Something I enjoyed noticing was how little I used my traditional nonstick pans while I had this one in for months of testing. With that smooth bottom and a slick of butter or oil, I didn't really need a nonstick. Yes, there are recipes where nonstick is the best option, but not that many, and that industry is in tumult. Teflon is on the outs, and ceramic tends not to work as well and wears out fast. On the Kuhn Rikon, if the scramble (or anything) I was cooking stuck a little, I could lean on my thin-bladed metal spatula and scrape the bottom clean without worrying about harming the surface. Easy peasy, no PFAS-zy.

I came to think of the Black Star as what I might call "functionally nonstick"—not Teflon, but close enough. I even did a bit of stunt cooking where I simultaneously fried two eggs on one side of the pan and scrambled a couple on the other—not something to goof around with if the pan doesn't perform well.

Last summer, I used the pan to make carne asada from the Asada cookbook over a fire, guaranteeing we had the best meal of all the campers in the campground that night. Not a pan to lug into the backcountry, mind you, but lovely to have for breakfast and dinner while car camping.

Back at home, I made Lior Lev Sercarz' take on Persian fesenjan from A Middle Eastern Pantry, taking advantage of the pan's heat retention and conduction to put a hard sear on chicken thighs, then nesting them into caramelized onions, mixed with walnut, pomegranate juice, and pomegranate molasses that had been buzzed together in a blender. I let it all braise away in the oven, flavors mingling, deliciousness increasing.

At the end of summer, I plucked a few handfuls of cherry tomatoes from my garden, halved them along the equator, and sautéed them in olive oil. I added some shallots and basil and just let everything cook away for 15 minutes or so, then added a bunch of eggs for a scramble and served that over toast with really good goat cheese on it. Nothing too complex, but completely divine.

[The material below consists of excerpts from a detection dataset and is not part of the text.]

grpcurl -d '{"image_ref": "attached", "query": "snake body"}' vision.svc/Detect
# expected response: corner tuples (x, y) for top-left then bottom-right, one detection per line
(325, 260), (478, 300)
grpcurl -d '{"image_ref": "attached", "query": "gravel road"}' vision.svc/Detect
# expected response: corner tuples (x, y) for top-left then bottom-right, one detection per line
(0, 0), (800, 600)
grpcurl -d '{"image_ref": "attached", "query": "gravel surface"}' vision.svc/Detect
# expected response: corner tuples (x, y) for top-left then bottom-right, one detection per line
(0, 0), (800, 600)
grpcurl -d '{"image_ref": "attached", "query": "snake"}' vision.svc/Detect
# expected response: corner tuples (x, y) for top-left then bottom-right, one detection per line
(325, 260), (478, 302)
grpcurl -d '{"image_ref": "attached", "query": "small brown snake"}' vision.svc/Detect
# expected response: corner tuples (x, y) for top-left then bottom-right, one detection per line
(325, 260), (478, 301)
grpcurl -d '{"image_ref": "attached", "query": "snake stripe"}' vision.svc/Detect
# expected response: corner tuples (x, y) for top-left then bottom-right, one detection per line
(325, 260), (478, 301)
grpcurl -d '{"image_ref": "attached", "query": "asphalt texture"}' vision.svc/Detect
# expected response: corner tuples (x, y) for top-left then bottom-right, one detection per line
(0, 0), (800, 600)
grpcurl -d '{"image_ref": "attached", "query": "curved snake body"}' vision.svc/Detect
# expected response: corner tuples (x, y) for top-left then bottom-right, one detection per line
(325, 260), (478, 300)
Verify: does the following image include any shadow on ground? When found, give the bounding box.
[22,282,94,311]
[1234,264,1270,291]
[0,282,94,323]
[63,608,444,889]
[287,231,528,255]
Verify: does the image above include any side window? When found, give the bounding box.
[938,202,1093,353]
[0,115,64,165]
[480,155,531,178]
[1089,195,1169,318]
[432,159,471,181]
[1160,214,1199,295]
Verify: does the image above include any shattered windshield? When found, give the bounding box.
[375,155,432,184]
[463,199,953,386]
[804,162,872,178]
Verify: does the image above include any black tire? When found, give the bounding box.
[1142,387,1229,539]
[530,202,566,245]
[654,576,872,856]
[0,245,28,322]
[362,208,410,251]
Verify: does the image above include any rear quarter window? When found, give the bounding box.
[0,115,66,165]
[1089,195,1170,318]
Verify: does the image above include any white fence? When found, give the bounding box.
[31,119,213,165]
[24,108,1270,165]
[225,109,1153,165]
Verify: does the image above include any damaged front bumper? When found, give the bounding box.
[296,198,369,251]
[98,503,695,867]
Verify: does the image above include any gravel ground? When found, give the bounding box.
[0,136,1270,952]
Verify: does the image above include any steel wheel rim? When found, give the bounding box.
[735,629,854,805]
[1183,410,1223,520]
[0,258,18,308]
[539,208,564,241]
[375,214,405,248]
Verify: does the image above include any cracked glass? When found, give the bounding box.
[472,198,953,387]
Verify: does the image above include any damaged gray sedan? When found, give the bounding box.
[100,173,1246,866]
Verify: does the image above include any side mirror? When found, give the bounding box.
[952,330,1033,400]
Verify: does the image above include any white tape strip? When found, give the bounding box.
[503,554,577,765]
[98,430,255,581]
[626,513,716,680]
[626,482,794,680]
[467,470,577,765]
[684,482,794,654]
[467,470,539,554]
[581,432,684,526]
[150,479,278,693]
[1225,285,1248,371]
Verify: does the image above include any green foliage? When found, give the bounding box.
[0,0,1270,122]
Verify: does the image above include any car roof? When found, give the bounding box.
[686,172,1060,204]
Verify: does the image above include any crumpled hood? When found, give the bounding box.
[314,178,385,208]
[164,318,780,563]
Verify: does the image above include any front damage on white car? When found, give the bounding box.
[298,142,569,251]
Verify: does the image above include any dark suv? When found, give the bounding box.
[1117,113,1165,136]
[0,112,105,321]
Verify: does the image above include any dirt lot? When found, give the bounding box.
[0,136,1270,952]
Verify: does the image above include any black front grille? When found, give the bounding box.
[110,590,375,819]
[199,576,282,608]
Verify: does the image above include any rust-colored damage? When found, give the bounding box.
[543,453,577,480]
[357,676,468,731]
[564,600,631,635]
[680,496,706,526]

Perhaps my favorite feat with the pan was cooking flattened chicken thighs with gin and sage jus from Amy Thielen's masterful Company cookbook, cooking the meat skinside down for what she terms "an interminably long time" and creating a crackly skin that's a mahogany-colored wonder.

One night I stir-fried in it, making a bit of a mess, and scraped up the bottom a bit with a metal-bladed spatula and then went to town with soapy water while cleaning it. While it might not be the best way to treat pans like this, it was completely fine.

It's also worth noting that Kuhn Rikon seems to be putting its money where its mouth is environmentally, particularly concentrating on carbon sequestration in concrete. It's hard to quantify, but having spoken with other people in the industry (or simply noting how they avoid the subject), the company is clearly taking it more seriously than most of the competition.

This pan is a splurge. In no way is it a better value than the Lodge, but the design is more functional and modern, without tipping over into preciousness, and that smooth surface is divine. It's good-looking, but a tool to be used more than admired. Store it right on top of your stove. It'll be the beginning of a beautiful relationship.